My ads will be auctions only and the bidding will start at $0.99 on all items listed . The tool name and condition will set the selling price . ( The tools will sell in 1 week and they will be gone ) . I love this site and would rather donate to their cause , but it's very time consuming .

99% of my equipment/tooling/ gages/ etc are of top quality . Not much junk . Take that for what it's worth , but I'm a machinist by trade .

If you have a need for tooling , feel free to call or send that pm . We can negotiate a deal and this site can benefit .
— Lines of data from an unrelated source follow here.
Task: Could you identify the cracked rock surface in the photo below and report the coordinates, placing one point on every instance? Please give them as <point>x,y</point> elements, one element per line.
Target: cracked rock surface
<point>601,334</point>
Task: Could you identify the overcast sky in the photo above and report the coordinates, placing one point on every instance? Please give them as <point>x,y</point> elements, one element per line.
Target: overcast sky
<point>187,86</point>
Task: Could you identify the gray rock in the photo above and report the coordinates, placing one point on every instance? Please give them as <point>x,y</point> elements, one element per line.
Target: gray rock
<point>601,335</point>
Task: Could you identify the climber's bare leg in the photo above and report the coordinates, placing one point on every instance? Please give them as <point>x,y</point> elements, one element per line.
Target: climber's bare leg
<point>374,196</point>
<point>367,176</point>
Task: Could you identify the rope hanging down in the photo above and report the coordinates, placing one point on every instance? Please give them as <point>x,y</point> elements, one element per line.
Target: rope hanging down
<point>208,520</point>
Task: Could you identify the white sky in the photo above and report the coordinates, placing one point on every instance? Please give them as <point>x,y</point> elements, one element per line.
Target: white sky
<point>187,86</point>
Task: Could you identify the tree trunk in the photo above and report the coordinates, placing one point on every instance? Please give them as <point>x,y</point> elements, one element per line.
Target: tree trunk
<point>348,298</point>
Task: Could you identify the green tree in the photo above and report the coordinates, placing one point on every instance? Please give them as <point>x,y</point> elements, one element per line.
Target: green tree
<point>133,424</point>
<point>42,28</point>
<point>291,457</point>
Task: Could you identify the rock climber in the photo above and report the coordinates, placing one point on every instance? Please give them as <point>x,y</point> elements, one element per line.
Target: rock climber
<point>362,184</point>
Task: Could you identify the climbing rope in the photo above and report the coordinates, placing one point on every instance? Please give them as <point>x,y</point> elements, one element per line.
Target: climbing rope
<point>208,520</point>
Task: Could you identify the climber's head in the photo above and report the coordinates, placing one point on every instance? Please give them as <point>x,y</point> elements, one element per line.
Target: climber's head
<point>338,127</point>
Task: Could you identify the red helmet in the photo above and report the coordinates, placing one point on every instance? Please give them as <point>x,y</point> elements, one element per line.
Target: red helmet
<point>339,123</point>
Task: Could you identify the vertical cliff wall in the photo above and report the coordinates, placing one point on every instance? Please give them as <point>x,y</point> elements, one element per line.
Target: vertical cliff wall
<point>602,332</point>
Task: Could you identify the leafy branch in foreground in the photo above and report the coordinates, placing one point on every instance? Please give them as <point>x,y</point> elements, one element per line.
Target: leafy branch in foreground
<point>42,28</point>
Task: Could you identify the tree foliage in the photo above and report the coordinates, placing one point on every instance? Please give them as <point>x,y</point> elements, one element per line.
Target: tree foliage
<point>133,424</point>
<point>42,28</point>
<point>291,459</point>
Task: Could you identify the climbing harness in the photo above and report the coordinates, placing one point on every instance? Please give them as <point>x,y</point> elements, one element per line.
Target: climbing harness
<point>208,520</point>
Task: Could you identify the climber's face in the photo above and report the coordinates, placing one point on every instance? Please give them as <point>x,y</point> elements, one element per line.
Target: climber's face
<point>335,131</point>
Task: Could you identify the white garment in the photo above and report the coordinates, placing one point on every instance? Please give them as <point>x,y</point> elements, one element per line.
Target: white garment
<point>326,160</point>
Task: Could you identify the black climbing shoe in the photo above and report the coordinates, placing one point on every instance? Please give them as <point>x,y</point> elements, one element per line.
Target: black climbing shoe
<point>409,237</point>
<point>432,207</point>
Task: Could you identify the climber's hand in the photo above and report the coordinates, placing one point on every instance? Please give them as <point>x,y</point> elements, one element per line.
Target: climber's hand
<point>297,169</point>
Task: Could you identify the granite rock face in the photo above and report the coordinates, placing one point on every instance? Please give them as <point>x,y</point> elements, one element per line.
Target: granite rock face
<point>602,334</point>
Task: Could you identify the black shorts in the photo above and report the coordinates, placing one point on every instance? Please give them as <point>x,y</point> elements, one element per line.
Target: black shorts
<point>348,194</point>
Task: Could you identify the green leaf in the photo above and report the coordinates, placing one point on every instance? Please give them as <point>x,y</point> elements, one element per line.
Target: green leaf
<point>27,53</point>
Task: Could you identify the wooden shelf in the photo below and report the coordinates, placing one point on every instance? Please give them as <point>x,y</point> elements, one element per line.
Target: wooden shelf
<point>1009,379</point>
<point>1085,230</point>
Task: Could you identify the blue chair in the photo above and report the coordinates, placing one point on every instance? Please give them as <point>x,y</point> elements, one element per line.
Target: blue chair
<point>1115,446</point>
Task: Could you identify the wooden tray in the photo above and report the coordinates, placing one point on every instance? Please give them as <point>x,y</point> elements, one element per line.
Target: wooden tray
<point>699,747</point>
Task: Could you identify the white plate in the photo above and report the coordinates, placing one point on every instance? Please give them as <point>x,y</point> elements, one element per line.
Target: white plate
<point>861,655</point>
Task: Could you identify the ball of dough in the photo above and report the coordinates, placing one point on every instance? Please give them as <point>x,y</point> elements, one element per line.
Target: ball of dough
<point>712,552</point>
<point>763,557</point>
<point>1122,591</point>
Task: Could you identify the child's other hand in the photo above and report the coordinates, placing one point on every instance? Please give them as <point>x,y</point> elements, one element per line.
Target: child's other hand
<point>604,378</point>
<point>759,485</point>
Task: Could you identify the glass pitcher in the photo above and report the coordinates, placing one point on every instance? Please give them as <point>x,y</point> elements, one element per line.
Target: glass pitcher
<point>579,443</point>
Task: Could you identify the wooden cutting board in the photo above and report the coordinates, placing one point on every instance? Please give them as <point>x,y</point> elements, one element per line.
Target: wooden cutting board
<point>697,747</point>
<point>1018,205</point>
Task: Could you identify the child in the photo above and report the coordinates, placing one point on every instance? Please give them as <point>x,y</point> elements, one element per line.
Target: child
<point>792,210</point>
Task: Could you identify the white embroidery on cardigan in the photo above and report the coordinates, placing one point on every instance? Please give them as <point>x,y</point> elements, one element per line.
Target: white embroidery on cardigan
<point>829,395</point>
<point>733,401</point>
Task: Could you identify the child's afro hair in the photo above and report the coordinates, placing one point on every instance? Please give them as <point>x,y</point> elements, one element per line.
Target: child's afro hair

Thanks . Dave . ( mmcmdl )


----------



## mmcmdl (Sep 18, 2017)

Well now . I must say that the Ebay site is quite different than years ago when I last visited . Being this is the friendly machinist site , I'll keep my opinion simple . They suck . What was once a simple format has become an un-navigational site full of templates . Just for instance . I know a small flat rate box to ship is $7.80 or so , so why does it come up with a range of 7 to 13 bucks ?? I want to ship it for $7.80 !!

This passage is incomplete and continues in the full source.